Retour sur la journée de rentrée sociale de l’Uriopss

14 Octobre 2021

© Uriopss L’Uriopss Ile-de-France a tenu sa Journée de rentrée sociale le 6 octobre. L'occasion d'évoquer notamment les problèmes d’attractivité des établissements associatifs sociaux et médico-sociaux.

Le 6 octobre dernier, l’Uriopss (Union régionale interfédérale des œuvres et organismes privés non lucratifs sanitaires et sociaux) Ile-de-France a organisé une « journée de rentrée sociale » sur le thème des difficultés d’attractivité vécues dans les établissements sociaux et médico-sociaux.
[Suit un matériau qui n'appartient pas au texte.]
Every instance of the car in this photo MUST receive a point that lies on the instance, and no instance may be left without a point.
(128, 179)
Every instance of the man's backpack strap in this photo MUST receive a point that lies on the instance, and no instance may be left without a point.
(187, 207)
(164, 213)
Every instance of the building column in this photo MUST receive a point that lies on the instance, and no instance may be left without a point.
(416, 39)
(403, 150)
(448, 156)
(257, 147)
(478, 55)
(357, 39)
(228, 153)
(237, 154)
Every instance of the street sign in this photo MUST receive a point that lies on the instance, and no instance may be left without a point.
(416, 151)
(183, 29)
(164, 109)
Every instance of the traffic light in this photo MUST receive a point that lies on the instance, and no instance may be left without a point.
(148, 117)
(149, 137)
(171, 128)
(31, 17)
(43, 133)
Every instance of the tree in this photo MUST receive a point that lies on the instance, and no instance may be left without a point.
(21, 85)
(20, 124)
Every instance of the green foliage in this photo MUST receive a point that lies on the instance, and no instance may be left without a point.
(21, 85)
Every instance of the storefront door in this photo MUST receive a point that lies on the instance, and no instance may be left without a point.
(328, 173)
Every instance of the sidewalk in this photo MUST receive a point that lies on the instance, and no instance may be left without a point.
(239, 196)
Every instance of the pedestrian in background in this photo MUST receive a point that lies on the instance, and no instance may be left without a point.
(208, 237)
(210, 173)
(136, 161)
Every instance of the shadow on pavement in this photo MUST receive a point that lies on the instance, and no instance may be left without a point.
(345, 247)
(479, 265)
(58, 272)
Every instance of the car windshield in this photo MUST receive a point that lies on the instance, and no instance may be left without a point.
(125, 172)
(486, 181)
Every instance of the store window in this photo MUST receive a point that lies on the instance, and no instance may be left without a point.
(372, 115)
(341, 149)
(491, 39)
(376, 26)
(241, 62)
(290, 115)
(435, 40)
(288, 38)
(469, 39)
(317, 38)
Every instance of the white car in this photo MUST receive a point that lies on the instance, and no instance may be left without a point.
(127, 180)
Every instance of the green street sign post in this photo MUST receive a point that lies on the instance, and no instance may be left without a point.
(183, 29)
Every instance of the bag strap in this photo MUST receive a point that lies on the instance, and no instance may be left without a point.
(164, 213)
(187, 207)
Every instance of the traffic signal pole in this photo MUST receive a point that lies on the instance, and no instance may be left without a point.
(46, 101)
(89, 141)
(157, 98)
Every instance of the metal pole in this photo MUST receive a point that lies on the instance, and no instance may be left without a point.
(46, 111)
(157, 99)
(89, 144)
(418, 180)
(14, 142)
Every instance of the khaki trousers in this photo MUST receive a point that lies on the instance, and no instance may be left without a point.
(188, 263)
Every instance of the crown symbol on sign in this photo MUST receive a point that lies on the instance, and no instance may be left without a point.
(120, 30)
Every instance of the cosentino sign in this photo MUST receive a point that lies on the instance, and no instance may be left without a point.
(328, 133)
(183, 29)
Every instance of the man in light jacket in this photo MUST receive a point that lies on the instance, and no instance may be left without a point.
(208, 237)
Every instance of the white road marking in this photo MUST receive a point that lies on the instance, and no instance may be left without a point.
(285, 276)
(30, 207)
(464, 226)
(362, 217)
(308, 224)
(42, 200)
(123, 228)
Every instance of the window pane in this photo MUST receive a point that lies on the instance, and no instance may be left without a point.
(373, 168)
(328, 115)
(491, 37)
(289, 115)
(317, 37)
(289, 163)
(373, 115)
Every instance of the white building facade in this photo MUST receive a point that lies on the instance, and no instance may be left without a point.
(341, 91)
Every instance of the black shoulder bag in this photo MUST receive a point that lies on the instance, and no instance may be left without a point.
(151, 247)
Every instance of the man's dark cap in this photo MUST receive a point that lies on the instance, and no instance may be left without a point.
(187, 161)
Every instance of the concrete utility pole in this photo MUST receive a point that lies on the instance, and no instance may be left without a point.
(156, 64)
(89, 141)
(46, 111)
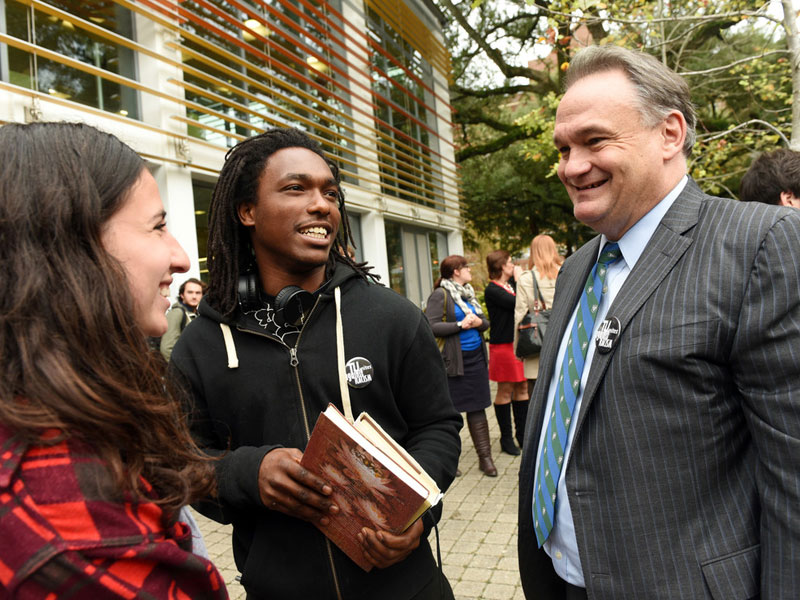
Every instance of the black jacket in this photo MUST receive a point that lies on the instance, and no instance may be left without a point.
(500, 306)
(266, 402)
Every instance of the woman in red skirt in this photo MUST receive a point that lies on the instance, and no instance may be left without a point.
(505, 368)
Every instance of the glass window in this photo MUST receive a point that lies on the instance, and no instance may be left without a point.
(355, 229)
(394, 254)
(70, 40)
(273, 63)
(400, 76)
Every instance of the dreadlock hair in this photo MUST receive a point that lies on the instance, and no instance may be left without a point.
(230, 251)
(72, 354)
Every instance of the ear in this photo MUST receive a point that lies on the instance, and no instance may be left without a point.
(789, 199)
(673, 131)
(246, 212)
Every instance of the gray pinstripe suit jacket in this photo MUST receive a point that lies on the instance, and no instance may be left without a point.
(684, 479)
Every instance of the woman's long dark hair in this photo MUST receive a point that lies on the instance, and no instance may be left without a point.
(229, 248)
(72, 356)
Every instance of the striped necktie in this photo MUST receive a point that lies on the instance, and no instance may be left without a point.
(569, 382)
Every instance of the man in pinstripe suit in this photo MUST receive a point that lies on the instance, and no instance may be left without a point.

Le discours d'ouverture de cette rencontre a été prononcé par Claire Pardoen, directrice de l'Uriopss Ile-de-France, qui a fait état des « fortes tensions RH » en Ile-de-France. Un constat qui a été largement partagé par les intervenants qui se sont succédé aux différentes tables rondes organisées durant cette journée.

Défi métiers a participé à l’un de ces échanges, en présence de Dominique Libault, président du Haut Conseil du financement de la protection sociale (et auteur du rapport Concertation Grand âge et autonomie) et de Marcel Jaeger, professeur émérite du Cnam, président de l'Unaforis.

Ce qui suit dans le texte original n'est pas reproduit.